The adaptive platform trial is sponsored by Quantum Leap Healthcare Collaborative (QLHC) and is intended to quickly assess agents that demonstrate promise for two primary endpoints in these patients.
The time to recovery, described as the decline in oxygen demand, and the morality risk are the two endpoints.
In the narsoplimab arm of the trial, 91 subjects were enrolled across 27 sites in the US.
These subjects were analysed against a control arm with 116 subjects.
According to the findings, narsoplimab lowered the risk of mortality in trial participants.
It was also found to offer the greatest decline in mortality risk so far across all drugs evaluated in the trial.
In the trial, the agent did not reduce the time to recovery in critically ill Covid-19 patients.
No new safety signals linked to narsoplimab in critically ill Covid-19 setting were reported in the trial.

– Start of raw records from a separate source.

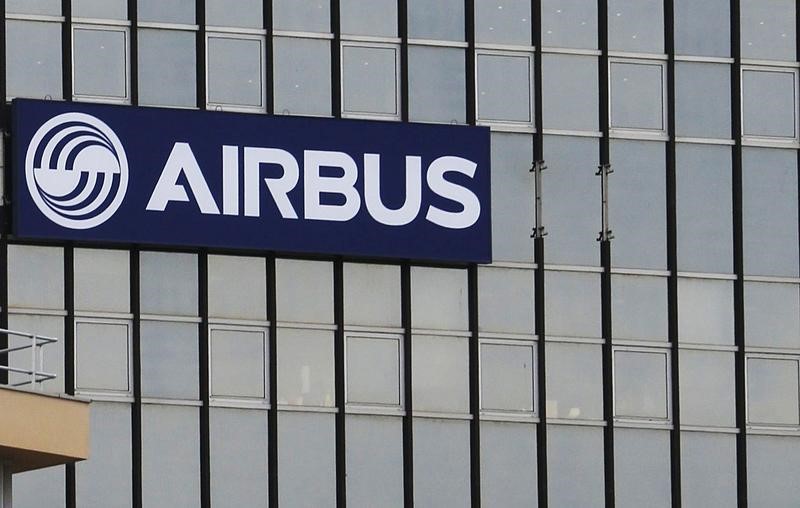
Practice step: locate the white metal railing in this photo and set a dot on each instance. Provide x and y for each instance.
(36, 373)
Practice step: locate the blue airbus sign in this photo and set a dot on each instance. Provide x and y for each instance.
(88, 172)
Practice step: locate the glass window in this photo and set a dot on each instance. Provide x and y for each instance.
(575, 466)
(170, 455)
(702, 100)
(238, 458)
(439, 298)
(108, 9)
(503, 21)
(244, 13)
(102, 350)
(167, 11)
(373, 370)
(642, 468)
(703, 28)
(704, 208)
(637, 204)
(305, 367)
(170, 356)
(705, 311)
(768, 29)
(166, 58)
(769, 202)
(508, 464)
(507, 377)
(505, 84)
(574, 381)
(303, 15)
(100, 59)
(374, 457)
(436, 19)
(637, 95)
(505, 303)
(569, 87)
(440, 374)
(773, 466)
(304, 291)
(571, 206)
(105, 479)
(369, 79)
(708, 469)
(234, 71)
(102, 280)
(641, 388)
(636, 25)
(707, 394)
(772, 391)
(772, 314)
(35, 277)
(441, 462)
(437, 90)
(302, 76)
(572, 304)
(369, 17)
(639, 306)
(168, 283)
(33, 59)
(569, 24)
(47, 7)
(372, 294)
(238, 362)
(237, 287)
(769, 103)
(512, 197)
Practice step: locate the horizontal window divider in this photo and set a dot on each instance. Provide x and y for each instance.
(171, 319)
(640, 271)
(707, 275)
(302, 35)
(307, 409)
(771, 278)
(566, 132)
(220, 323)
(233, 403)
(168, 26)
(705, 141)
(86, 316)
(99, 22)
(305, 326)
(576, 422)
(571, 51)
(709, 429)
(504, 47)
(441, 416)
(507, 337)
(35, 17)
(461, 334)
(697, 346)
(360, 409)
(373, 330)
(639, 56)
(438, 43)
(36, 312)
(704, 59)
(575, 340)
(211, 30)
(370, 39)
(171, 402)
(502, 416)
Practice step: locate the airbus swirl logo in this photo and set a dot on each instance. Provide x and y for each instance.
(76, 170)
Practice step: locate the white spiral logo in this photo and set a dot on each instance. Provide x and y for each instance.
(76, 170)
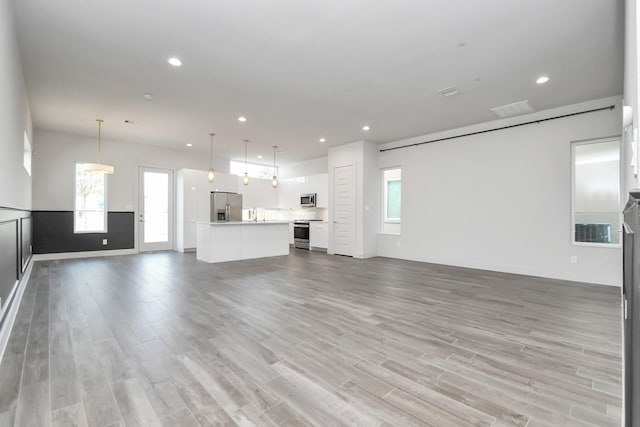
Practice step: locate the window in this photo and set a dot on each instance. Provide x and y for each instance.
(392, 188)
(253, 170)
(27, 154)
(90, 214)
(596, 192)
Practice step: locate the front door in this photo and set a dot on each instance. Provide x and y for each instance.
(344, 210)
(155, 213)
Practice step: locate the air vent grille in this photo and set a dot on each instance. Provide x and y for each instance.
(515, 109)
(448, 91)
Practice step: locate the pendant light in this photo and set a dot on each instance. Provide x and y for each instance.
(211, 173)
(274, 180)
(245, 180)
(99, 167)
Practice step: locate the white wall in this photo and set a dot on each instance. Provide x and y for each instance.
(15, 182)
(55, 155)
(306, 168)
(501, 200)
(363, 155)
(631, 58)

A lead inhibitor of MASP-2, narsoplimab acts on the lectin pathway of complement.
Omeros chairman and CEO Gregory Demopulos said: “We appreciate QLHC’s efforts to accelerate the identification of effective therapeutics against Covid-19 and are pleased that, despite the trial’s challenges inherent in that objective, a survival benefit was reported for narsoplimab.
“Work continues in our laboratories, both in Seattle and at the University of Cambridge, to build on our published findings on the role of the lectin pathway and the MASP-2 inhibitor narsoplimab in severe acute Covid-19, PASC, or long Covid, and other related life-threatening infections, as well as on our set of assays to identify at-risk patients early in these diseases.”
In May last year, the company reported that 80% of the critically ill patients in the second cohort of its Covid-19 study of narsoplimab, recovered, survived, and were discharged in Italy.